The prompting of this discussion is a decision executed by President Trump in October 2017. The defunding of cost-sharing reduction (CSR) subsidies and new state flexibility allows ACA markets to thrive, but a nationwide view suggests that few states and their local insurers fully understand the new mechanics. Regardless of the political landscape and the current market dynamics, every state has an opportunity to strike gold. Let us show you how.

ACA Subsidy Mechanics

In May 2014 and December 2015, I explained the implications of ACA premium subsidies. To summarize, the ACA rating rules and subsidy mechanics increased premiums but directionally benefitted low income, older and sicker individuals residing in high cost areas. Expectedly, the variable ACA incentives have attracted a skewed enrollment mix.

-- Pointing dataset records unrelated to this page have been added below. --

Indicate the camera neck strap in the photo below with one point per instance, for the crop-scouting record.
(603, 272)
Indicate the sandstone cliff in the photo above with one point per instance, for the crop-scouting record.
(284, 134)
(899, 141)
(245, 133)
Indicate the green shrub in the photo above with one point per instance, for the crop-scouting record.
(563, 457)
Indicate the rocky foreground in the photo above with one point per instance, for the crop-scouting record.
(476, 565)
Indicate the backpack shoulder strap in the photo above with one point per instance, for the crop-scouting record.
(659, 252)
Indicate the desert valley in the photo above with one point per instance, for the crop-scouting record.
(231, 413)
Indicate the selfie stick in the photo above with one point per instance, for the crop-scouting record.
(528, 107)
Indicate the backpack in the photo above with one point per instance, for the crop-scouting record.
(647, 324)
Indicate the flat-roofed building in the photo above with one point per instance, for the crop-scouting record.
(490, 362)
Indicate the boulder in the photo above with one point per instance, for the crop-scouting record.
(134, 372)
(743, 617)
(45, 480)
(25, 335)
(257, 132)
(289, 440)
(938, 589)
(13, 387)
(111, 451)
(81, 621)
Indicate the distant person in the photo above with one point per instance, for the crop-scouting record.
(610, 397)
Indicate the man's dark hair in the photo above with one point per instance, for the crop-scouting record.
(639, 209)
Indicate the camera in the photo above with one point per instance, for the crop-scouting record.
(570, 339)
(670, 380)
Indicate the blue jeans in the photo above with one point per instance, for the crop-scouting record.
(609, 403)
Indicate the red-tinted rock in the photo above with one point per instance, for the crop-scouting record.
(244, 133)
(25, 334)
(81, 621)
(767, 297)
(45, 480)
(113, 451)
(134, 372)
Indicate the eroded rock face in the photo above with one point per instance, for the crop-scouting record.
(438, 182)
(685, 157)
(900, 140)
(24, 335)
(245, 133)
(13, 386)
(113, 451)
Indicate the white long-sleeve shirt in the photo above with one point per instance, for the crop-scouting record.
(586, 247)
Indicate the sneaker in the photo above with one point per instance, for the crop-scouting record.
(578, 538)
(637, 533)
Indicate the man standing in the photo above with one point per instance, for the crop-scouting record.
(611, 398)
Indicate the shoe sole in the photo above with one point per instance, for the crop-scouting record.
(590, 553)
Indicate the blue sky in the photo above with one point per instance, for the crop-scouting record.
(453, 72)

After a settling period in 2015 following the initial operational struggles of ACA exchanges, markets were largely in crisis in 2016 and 2017. The markets were not attractive for individuals not receiving premium subsidies, and they were less attractive than expected for those who were. Across the country, states were plagued with large rates increases, insurers exiting markets, and low enrollment (less than half of expected) beginning to shrink.

ACA markets needed a boost, and they got one from what most of us would regard as an unlikely source. While President Trump’s decision to defund CSR payments was based on a legal recommendation from the Department of Justice, it came on the heels of informal discussion that was conveyed via a political bargaining tool rather than a legal basis.

The ACA Life Raft

In August 2017, I explained the beneficial dynamics of defunding the CSR payments, as this had been discussed as a real possibility throughout the year. In October 2017, President Trump defunded CSR payments and the new dynamics were reflected in 2018 in most states. Other states accommodated the change in 2019.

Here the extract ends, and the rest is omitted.